The Slumber Party

On a Friday night in June, we rounded the corner past the elevators,
floors thick with dented wax
and walls thick with beige over blue
over beige over blue.
There’s a minor blaze to keep us on our toes, said a nurse
whose edgy bucktoothed laughter guided her in step with an empty wheelchair.
And so I had seen the old man shuffle downstairs,
throwing lit Camels in the bathroom sink –
which was really a pleather recliner –
and how they caught and smoldered a moment
before their flames jumped to the over-painted sill,
framing the dirty glass reflection of flecks, specks of dirt, and remnants of spring grime
into one cloacal conflagration.
I had seen,
but said nothing –
lightly jumped from one pale green tile to another,
the grownups following behind.
In the room below the window, the flashing lights twirled and slanted red and blue up to me
in the outlined
EXIT
shining dusky at my feet.
Slamming doors, switches thrown –
and now –
no way out.

The orange sun made a final drop as this jump was contemplated.

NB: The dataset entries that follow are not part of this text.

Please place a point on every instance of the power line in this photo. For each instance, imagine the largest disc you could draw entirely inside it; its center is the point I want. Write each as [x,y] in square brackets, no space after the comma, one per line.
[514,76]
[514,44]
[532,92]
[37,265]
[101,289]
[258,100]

Pushing the window out of its bed of sticky paint and pollen,
there is a rush of early summer chill
quickly depositing a deepened musk of fire under the edges of my nostrils,
a mist of hose-sprayed water on my flushed forehead.
Measuring the distance in confidence, I assume the best,
knowing my sleeping bag is curled and twined in the station wagon, waiting.
Who will survive?
I will. I will.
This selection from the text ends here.